Cientistas teorizam que os tatus-canastra ajudam a evitar que a água invada os murundus, além de influenciar a qualidade do solo e a diversidade vegetal. Suas tocas podem até mesmo funcionar como reservatório para sementes e material orgânico.
No entanto, as tocas não duram para sempre, e parecem tornar-se cada vez menos atraentes à medida que ficam mais velhas.
“Partes do túnel de tocas antigas podem desabar, fazendo que o lugar perca a capacidade de servir como abrigo ou refúgio térmico,” explica Desbiez. “Mas acho que também há outras razões. Em tocas recém-cavadas, pode haver mais oportunidades de forrageamento. Os tamanduás-mirins geralmente são os primeiros animais a visitar uma toca recém-cavada. Nos montes de terra frescos, encontramos várias espécies de invertebrados e até mesmo um pequeno anfíbio, que fica na areia enquanto ela está úmida”.
Tocas de tatus-canastra podem também abrigar visitantes não tão bem-vindos: a temperatura constante — que atrai tantos mamíferos e aves — pode atuar preservando doenças, disseminando-as entre o grande e diverso conjunto de criatutras do Pantanal que por lá aparecem.
“A sombra, a umidade e a temperatura constante podem favorecer a sobrevivência e a proliferação de fungos, bactérias e vírus,” observa Desbiez. Cientistas investigam a ligação entre os tatus-canastra, suas tocas, e doenças.
Uma siriema procurando por comida. Foto: Projeto Tatu-canastra do Pantanal.

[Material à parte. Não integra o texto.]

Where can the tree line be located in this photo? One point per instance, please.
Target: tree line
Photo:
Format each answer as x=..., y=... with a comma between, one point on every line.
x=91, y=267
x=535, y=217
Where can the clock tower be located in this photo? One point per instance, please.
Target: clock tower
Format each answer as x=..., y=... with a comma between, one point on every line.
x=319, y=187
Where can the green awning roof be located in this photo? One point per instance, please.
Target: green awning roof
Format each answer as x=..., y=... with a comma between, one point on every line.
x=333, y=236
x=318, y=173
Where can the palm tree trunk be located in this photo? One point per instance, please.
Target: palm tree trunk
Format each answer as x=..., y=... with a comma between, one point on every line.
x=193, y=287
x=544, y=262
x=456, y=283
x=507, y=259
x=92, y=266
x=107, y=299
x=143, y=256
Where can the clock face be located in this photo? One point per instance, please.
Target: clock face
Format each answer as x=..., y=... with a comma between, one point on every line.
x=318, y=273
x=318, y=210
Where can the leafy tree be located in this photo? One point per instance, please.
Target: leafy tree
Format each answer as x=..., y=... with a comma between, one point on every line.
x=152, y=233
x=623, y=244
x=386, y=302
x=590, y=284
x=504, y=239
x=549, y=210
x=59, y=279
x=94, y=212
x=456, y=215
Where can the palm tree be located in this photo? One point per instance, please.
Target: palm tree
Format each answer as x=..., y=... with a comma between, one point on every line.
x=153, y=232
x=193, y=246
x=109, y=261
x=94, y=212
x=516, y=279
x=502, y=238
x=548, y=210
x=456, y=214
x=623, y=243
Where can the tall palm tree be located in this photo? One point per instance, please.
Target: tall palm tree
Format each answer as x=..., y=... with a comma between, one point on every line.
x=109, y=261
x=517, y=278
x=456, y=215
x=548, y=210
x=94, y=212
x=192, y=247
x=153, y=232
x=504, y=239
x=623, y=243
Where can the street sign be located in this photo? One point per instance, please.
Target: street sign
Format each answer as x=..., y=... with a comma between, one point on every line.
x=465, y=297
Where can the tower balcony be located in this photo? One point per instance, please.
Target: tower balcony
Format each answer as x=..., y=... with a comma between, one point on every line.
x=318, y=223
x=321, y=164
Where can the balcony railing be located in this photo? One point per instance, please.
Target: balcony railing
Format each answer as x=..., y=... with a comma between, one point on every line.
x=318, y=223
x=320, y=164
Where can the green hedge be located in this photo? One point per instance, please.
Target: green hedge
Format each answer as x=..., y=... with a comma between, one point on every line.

O tatu-cansastra atualmente aparece como “vulnerável” na Lista Vermelhga da IUCN e, como ocorre com a maioria dos mamíferos na América do Sul, acredita-se que esteja em declínio. A destruição de seu habitat e a caça são as principais ameaças, embora a baixa taxa reprodutiva e a baixa densidade populacional da espécie — estimada em apenas seis indivíduos a cada cem quilômetros quadrados — torne a situação ainda mais precária. No final, porém, o maior perigo para a espécie talvez seja simplesmente a ignorância.
“Poucas espécies na região neotropical têm sido beneficiadas por pesquisas específicas ou de longo prazo; este trabalho mostra o quanto ainda temos a aprender e as surpresas que podemos encontrar”, diz Desbiez. “Ainda há muito a aprender sobre o tatu-canastra e sua função no ecossistema. Sinto que mal arranhamos a superfície, e o mesmo se aplica a muitas outras espécies”.
Usando armadilhas fotográficas e monitoramento dos animais, Desbiez e sua equipe esperam continuar a descobrir mais surpresas a respeito do gigante menos conhecido do mundo.
“É incrível;” conclui Desbiez, “o tatu-canastra é uma espécie da qual a maioria das pessoas nunca ouviu falar, mesmo exercendo um papel tão importante em sua comunidade ecológica”.
A equipe do Projeto Tatu-canastra do Pantanal (da esquerda para a direita): Gabriel Massocato, Danilo Kluyber, Arnaud Desbiez e Renata Santos. Foto: Projeto Tatu-canastra do Pantanal.
Um tatu-canastra cavando uma nova toca. Eles geralmente constroem uma nova toca a cada dois dias.
Cachorro-do-mato dormindo tranquilamente em uma toca de tatu-canastra. Foto: Projeto Tatu-canastra do Pantanal.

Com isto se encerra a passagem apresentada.